What mass of sodium chloride is produced when chlorine gas reacts with 0.29 grams of sodium iodide? The equation is NaI+Cl2=NaCl+I2

To solve this problem, we first need to determine the limiting reactant.

1. Calculate the molar mass of sodium iodide (NaI):
Na: 22.99 g/mol
I: 126.9 g/mol
Molar mass of NaI = 22.99 + 126.9 = 149.89 g/mol

2. Calculate the number of moles of sodium iodide:
moles = mass / molar mass
moles = 0.29 g / 149.89 g/mol
moles = 0.001934 moles

3. Use the stoichiometry of the balanced equation to determine the theoretical yield of sodium chloride:
From the balanced equation, 1 mole of NaI reacts with 1 mole of Cl2 to produce 2 moles of NaCl.
Therefore, the mole ratio of NaI to NaCl is 1:2.

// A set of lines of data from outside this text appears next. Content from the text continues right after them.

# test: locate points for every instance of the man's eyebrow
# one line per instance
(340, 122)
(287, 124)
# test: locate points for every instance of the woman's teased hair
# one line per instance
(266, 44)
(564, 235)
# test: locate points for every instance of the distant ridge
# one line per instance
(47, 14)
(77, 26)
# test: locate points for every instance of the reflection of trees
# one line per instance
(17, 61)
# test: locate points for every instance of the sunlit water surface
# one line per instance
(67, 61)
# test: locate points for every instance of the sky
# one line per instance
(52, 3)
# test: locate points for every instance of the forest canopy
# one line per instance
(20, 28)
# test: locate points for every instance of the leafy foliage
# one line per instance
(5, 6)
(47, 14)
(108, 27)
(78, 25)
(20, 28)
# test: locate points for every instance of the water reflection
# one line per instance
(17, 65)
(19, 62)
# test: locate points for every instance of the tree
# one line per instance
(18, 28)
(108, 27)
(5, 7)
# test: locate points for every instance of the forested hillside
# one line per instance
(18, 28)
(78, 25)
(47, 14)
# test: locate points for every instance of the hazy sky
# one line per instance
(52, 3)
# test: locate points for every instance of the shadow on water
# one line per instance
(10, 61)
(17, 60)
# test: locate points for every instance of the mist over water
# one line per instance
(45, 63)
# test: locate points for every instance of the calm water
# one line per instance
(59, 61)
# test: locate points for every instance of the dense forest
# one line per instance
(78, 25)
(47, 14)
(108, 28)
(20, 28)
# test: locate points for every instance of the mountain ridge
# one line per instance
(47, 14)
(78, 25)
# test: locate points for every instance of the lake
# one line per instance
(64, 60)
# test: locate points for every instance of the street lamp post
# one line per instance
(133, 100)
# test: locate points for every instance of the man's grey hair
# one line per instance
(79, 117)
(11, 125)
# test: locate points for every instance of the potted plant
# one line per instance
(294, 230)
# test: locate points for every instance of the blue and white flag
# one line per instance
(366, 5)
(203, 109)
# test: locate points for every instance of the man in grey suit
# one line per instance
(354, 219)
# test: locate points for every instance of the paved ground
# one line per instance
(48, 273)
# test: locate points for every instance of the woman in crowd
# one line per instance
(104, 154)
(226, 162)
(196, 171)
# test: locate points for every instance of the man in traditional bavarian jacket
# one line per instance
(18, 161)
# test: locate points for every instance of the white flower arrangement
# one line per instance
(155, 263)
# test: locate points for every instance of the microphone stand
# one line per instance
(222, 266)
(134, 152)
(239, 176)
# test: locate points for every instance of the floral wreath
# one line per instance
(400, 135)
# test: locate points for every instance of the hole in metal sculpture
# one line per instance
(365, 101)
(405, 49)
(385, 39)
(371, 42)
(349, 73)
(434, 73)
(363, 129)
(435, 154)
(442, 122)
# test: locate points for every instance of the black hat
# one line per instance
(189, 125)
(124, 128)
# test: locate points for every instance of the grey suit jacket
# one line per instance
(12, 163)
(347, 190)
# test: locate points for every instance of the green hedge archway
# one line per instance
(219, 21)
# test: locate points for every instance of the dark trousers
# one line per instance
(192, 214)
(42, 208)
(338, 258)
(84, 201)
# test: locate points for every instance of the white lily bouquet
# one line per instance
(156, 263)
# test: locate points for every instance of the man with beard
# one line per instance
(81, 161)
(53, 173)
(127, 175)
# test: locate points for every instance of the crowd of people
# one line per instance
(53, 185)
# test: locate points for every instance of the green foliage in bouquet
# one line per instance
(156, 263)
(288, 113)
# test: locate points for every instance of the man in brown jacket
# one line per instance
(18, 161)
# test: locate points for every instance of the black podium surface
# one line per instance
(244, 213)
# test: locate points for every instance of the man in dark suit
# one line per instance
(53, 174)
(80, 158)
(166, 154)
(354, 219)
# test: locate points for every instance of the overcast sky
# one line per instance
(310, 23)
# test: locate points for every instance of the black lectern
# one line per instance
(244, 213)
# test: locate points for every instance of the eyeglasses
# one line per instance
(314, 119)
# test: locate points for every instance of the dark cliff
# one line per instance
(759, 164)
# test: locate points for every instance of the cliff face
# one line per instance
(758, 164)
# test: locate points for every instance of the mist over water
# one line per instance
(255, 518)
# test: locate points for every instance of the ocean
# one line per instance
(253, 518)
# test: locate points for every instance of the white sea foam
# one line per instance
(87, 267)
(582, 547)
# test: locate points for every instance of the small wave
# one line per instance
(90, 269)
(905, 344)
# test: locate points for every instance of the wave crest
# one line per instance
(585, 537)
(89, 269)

moles of NaCl = 0.001934 moles x (2 moles NaCl / 1 mole NaI)
moles of NaCl = 0.003868 moles

4. Calculate the mass of sodium chloride produced:
mass = moles x molar mass
molar mass of NaCl = 22.99 + 35.45 = 58.44 g/mol
mass = 0.003868 moles x 58.44 g/mol
mass = 0.226 grams

Therefore, when 0.29 grams of sodium iodide reacts with chlorine gas, 0.226 grams of sodium chloride will be produced.